Bir zamanlar, Gaziantep’in bir tek belediyesi vardı; GAZİANTEP BELEDİYESİ. Bu belediyede namusuyla, dürüstlüğüyle çalışmış bir Belediye Reis Muavini, bugünün söylemiyle, bir Belediye Başkan Yardımcısı vardı.
İktidarlar, belediye başkanları değişir; O görevine devam ederdi.
Bu kişi Gaziantep Belediyesi’nde önce muhasebeci sonra yıllarca, ölünceye kadar Belediye Reis Muavinliği yapan Ali Budak’tır.
xxx
Ali Budak, sabah, öğle, ahşam ve yatsı namazlarını evinde; görevi sırasına rastladığı için ikindi namazını belediyede kılardı.
10-15 dakikalık kıldığı namazın kendisi için, şahsı ile ilgili olduğunu düşünerek, her gün, herkesten 30 dakika fazla çalışırdı. Bütün çalışanlar saat beş olunca belediyeden ayrılır, kendisi görevine devam ederdi.
xxx
Öldüğünde, Veraset ve İntikal Vergisi Beyannamesini doldurup Gaziantep Vergi Dairesine ben götürmüştüm.
Müdür Maraşlı Fevzi Bayazıt idi.
Rahmetli Fevzi Bey.
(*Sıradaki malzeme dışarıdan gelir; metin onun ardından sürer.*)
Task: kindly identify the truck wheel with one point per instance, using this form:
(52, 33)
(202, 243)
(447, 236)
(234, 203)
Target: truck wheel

Uzak için taktığı gözlüğünü çıkarmış, beyannameye bakmış ve gözleri yaşararak bana:
“Bu kadar yıl belediyede çalışmış; mal varlığı bu mu?” diye yöneltmişti soruyu. Çünkü beyannamede mal varlığı olarak, babadan kalma bir Antep evi ile Çatalkoz’da bir bağ yazılıydı.
xxx
Belediyeciler, neredesiniz?
Rahmetli Ali Budak Beyin adının unutulmaya mahkûm edilmesi Belediyelerimize hiç de yakışmıyor!
Cadde ve bulvarlara, kişilerin neden dolayı, isimlerinin verildiği bilinmezken, böyle dürüst ve belediyede namusuyla görev yapmış birinin unutulması Gaziantep’e de yakışmıyor.
Günümüz Belediye Başkanları ve seçimle gelmiş belediye görevlileri, lütfen Ali Budak hakkında bir araştırma yapınız. Varacağınız sonuca göre O’nun da adını bir caddeye vermek gerekliliğini muhakkak göreceksiniz.